What Does an Executive Assistant Do?
Learn About the Salary, Required Skills, & More
Executive assistants are similar to administrative assistants or secretaries in that they all support someone else's work—usually an executive—by handling or supervising office duties. The difference is that an executive assistant is specifically a senior office staff member assigned to a top executive. This involves supervising and training other office staff, as well as tackling tasks that could have a dramatic effect on the success of a company.

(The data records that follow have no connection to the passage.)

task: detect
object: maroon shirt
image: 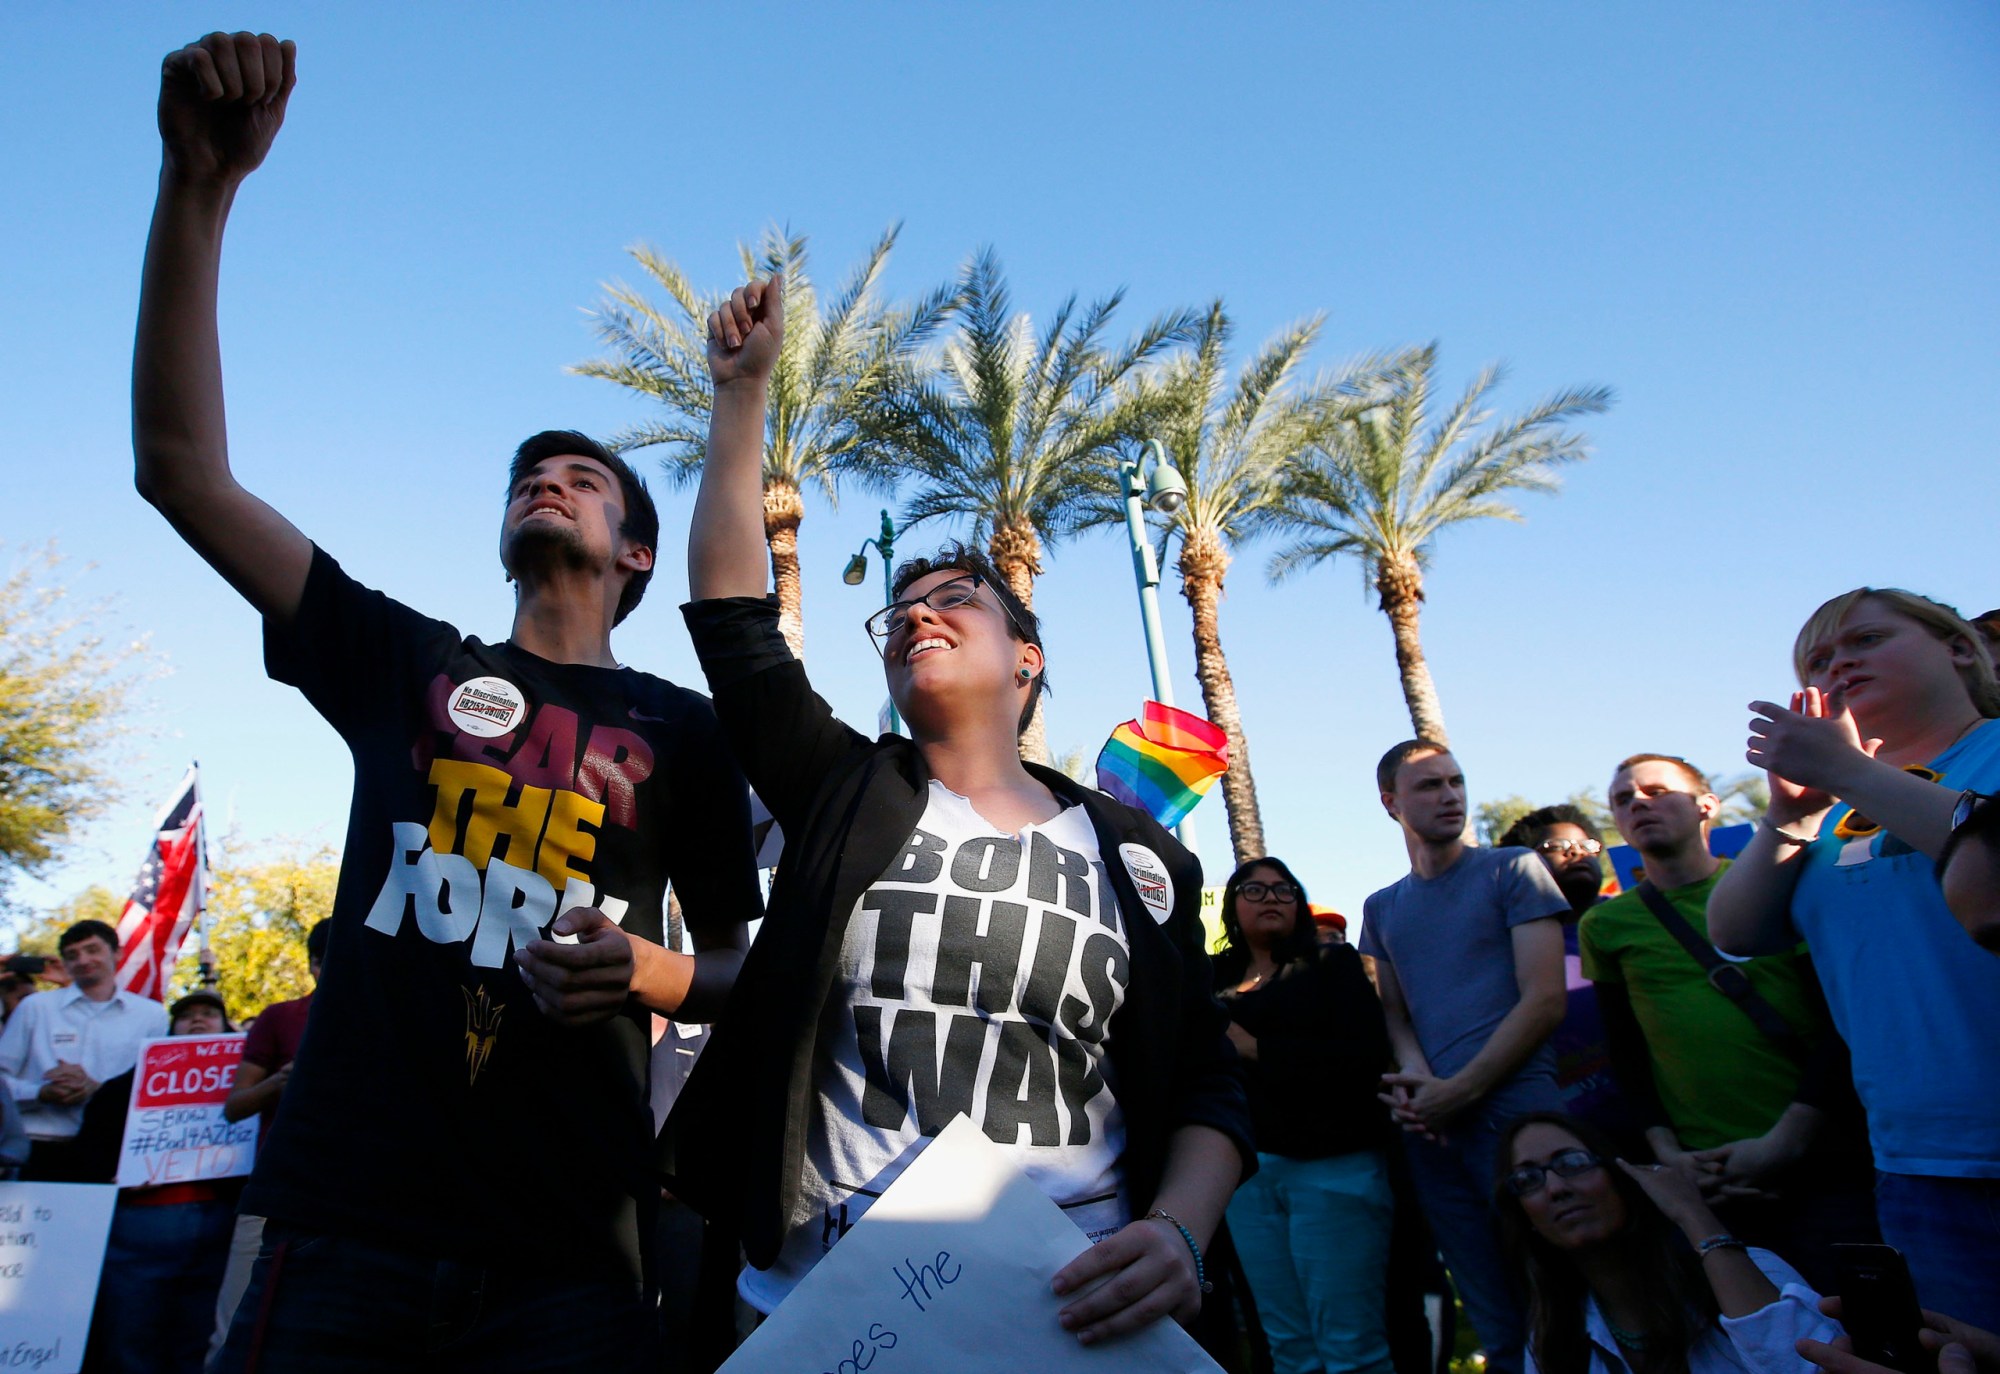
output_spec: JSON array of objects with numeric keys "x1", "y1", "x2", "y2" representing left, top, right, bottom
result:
[{"x1": 243, "y1": 992, "x2": 312, "y2": 1143}]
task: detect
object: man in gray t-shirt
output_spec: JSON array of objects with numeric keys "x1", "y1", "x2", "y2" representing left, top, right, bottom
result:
[{"x1": 1359, "y1": 741, "x2": 1568, "y2": 1374}]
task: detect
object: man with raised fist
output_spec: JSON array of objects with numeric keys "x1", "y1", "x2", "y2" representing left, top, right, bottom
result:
[{"x1": 134, "y1": 32, "x2": 761, "y2": 1371}]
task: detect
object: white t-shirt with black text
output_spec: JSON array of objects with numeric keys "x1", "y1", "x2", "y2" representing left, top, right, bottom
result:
[{"x1": 741, "y1": 782, "x2": 1134, "y2": 1312}]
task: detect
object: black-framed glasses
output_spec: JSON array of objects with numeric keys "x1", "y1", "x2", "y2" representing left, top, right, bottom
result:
[
  {"x1": 1237, "y1": 881, "x2": 1299, "y2": 902},
  {"x1": 1537, "y1": 838, "x2": 1603, "y2": 858},
  {"x1": 1503, "y1": 1147, "x2": 1603, "y2": 1197},
  {"x1": 864, "y1": 573, "x2": 1026, "y2": 654}
]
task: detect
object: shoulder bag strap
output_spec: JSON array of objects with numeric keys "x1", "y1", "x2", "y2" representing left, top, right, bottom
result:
[{"x1": 1633, "y1": 881, "x2": 1811, "y2": 1063}]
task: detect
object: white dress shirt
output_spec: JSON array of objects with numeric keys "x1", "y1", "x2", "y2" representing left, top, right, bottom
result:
[
  {"x1": 0, "y1": 985, "x2": 169, "y2": 1139},
  {"x1": 1528, "y1": 1249, "x2": 1841, "y2": 1374}
]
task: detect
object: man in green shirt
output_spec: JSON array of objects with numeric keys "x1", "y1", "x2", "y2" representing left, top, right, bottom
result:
[{"x1": 1581, "y1": 753, "x2": 1875, "y2": 1291}]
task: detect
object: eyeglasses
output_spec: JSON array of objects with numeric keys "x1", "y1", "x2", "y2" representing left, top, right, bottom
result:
[
  {"x1": 1537, "y1": 838, "x2": 1603, "y2": 858},
  {"x1": 1237, "y1": 881, "x2": 1299, "y2": 902},
  {"x1": 1503, "y1": 1147, "x2": 1603, "y2": 1197},
  {"x1": 1835, "y1": 765, "x2": 1941, "y2": 841},
  {"x1": 864, "y1": 573, "x2": 1029, "y2": 655}
]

Executive Assistant Duties & Responsibilities
This job generally requires the ability to do the following work:
- Calendar management
- Client relations
- Design and maintain a filing system
- Organize meetings
- Keep records
- Arrange travel plans
- Event planning
- Prepare reports
- Processing expense reports
- Take meeting minutes
Executive assistant duties include the same duties performed by administrative assistants: making and accepting phone calls; sending memos, emails, and letters on behalf of the executive; receiving visitors; handling scheduling; and more. They also act as gatekeepers, making decisions about who gets access to the executive and what information the executive receives.
They often conduct research and prepare reports that influence company policy. These responsibilities mean that executive assistants must thoroughly understand their employer’s work. As a result, these workers also can act as a liaison between the executive and the rest of the clerical staff.

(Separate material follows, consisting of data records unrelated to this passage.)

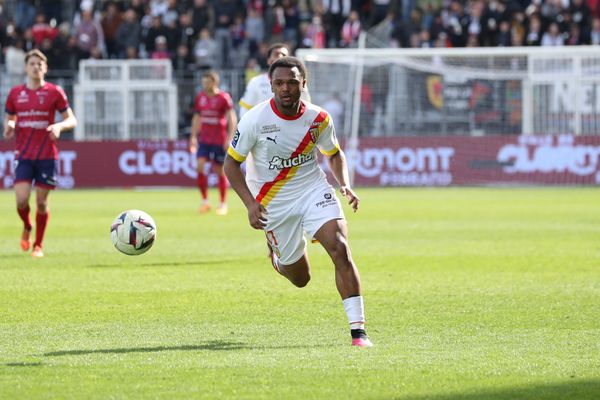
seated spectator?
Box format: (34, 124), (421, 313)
(591, 17), (600, 44)
(116, 9), (141, 59)
(193, 28), (218, 69)
(151, 35), (171, 59)
(340, 10), (361, 47)
(541, 21), (565, 46)
(101, 1), (123, 58)
(32, 13), (58, 46)
(73, 2), (105, 61)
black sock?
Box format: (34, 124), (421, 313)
(351, 328), (367, 339)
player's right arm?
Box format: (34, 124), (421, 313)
(224, 120), (266, 229)
(189, 113), (201, 154)
(3, 114), (16, 139)
(224, 155), (266, 230)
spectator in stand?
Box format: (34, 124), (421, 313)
(40, 0), (62, 26)
(229, 15), (248, 69)
(73, 2), (105, 62)
(150, 35), (170, 59)
(570, 0), (592, 30)
(191, 0), (215, 33)
(445, 0), (470, 47)
(525, 13), (543, 45)
(101, 1), (123, 58)
(14, 0), (36, 32)
(5, 38), (26, 86)
(32, 13), (58, 46)
(541, 21), (565, 46)
(567, 22), (585, 44)
(213, 0), (238, 68)
(590, 17), (600, 44)
(177, 11), (196, 54)
(282, 0), (301, 46)
(322, 0), (351, 48)
(162, 0), (180, 27)
(246, 5), (265, 55)
(193, 27), (218, 69)
(497, 19), (512, 46)
(145, 15), (166, 55)
(340, 10), (361, 47)
(116, 8), (141, 59)
(150, 0), (169, 19)
(302, 14), (326, 48)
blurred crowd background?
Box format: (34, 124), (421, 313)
(1, 0), (600, 77)
(1, 0), (600, 138)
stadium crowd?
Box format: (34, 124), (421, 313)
(1, 0), (600, 76)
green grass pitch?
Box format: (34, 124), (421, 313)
(1, 187), (599, 399)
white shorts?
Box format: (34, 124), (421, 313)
(264, 184), (345, 265)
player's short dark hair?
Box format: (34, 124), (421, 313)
(267, 42), (289, 59)
(25, 49), (47, 64)
(269, 56), (307, 80)
(202, 69), (219, 82)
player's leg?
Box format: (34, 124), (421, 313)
(195, 145), (210, 213)
(213, 146), (228, 215)
(265, 215), (311, 287)
(32, 185), (51, 257)
(313, 219), (372, 347)
(15, 182), (33, 251)
(14, 160), (34, 251)
(30, 160), (57, 258)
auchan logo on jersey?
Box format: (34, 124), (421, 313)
(269, 153), (314, 170)
(497, 135), (600, 181)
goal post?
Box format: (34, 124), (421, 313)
(297, 45), (600, 138)
(74, 59), (178, 141)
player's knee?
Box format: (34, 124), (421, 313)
(16, 199), (29, 209)
(292, 273), (311, 288)
(329, 238), (352, 265)
(36, 201), (48, 213)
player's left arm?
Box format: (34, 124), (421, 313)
(47, 108), (77, 141)
(3, 114), (16, 139)
(326, 149), (359, 212)
(224, 108), (238, 150)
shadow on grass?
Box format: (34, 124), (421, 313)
(88, 259), (249, 268)
(396, 379), (600, 400)
(42, 341), (335, 357)
(43, 341), (245, 356)
(4, 362), (43, 367)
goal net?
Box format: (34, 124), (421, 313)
(296, 46), (600, 186)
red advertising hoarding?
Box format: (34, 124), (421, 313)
(1, 135), (599, 188)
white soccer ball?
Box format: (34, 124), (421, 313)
(110, 209), (157, 255)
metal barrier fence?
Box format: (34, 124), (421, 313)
(0, 64), (247, 140)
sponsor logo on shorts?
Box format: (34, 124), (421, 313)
(269, 153), (313, 170)
(315, 193), (336, 208)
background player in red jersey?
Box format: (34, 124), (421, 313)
(3, 49), (77, 258)
(188, 70), (237, 216)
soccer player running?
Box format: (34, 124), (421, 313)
(3, 49), (77, 258)
(238, 43), (310, 119)
(224, 56), (373, 347)
(189, 70), (238, 215)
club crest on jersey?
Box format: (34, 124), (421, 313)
(309, 126), (320, 143)
(269, 153), (313, 170)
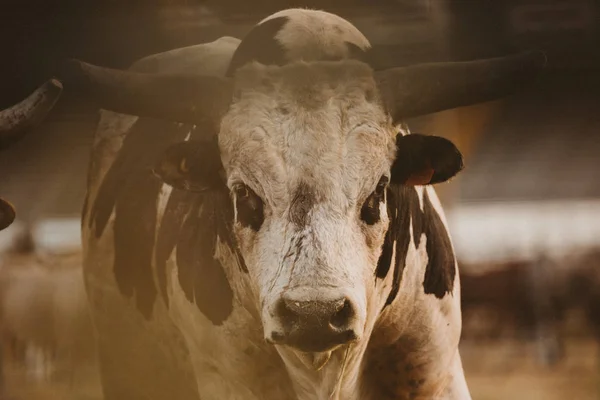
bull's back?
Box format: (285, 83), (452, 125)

Executive Assistant Salary
Executive assistants earned a median annual salary of $59,340 in 2018, which puts them just on the outside of the top 10% of earners among all secretaries and administrative assistants:
- Median Annual Salary: $38,880 ($18.69/hour)
- Top 10% Annual Salary: $64,230 ($30.88/hour)
- Bottom 10% Annual Salary: $24,690 ($11.87/hour)
Education, Training, & Certification
There are few educational requirements to getting started as a secretary, but achieving a position as an executive assistant usually comes only after several years of experience.
- Education: A high school diploma is enough for most entry-level jobs, but those with associate’s or bachelor’s degrees in business-related fields will be more marketable.
- Certification: No one needs to be certified to be an executive assistant, but there are certifications available through online courses for most software programs that require proficiency. Such certifications can make a job candidate more appealing.
- Training: Experience and trust is gained by doing the job, are executive assistants generally have proven themselves over an extended period of time.
Executive Assistant Skills & Competencies
Typing, filing, and other clerical skills are important, but the best executive assistants often have strong personalities that are exhibited through several beneficial soft skills:
- Communication skills: Executive assistants often serve as a gatekeeper, deciding which messages and which visitors or callers need to go directly to their employer and which need to redirected or handled in some other way. This involves the ability to quickly glean information from those demanding time from their boss.
- Time management: Anyone managing another person’s time, as executive assistants often do for their bosses, also need to be good at managing their own time.
- Trustworthiness: Executive assistants often have access to sensitive information, and the executives they work for need to trust them fully in order for them to be as efficient as possible at their jobs.
- Multitasking: Executive assistants are regularly handling more than one task at a time while keeping tabs on their bosses’ schedules and keeping them on track.
Job opportunities for executive secretaries and administrative assistants are expected to decline by about 17% for the decade ending in 2026, according to the U.S. Bureau of Labor Statistics. This is far worse than the 7% growth projected for all occupations and significantly worse than the 5% decline projected for all secretaries and assistants.
The decline is attributed to the increase in the number of managers in an organization who share one assistant. This is more possible because mobile and other electronic communications have made it so executives are more likely to handle their own correspondence and scheduling.
Executive assistants typically are working in an office setting and interacting with visitors, callers, and other executives in addition to their own bosses. Work can be fast-paced and demanding, and the gatekeeper role sometimes requires executive assistants to say no to people who don’t want to take no for an answer.
Hours often follow typical those of a typical business work week. However, executives who work late sometimes expect their executive assistants also to be available after hours.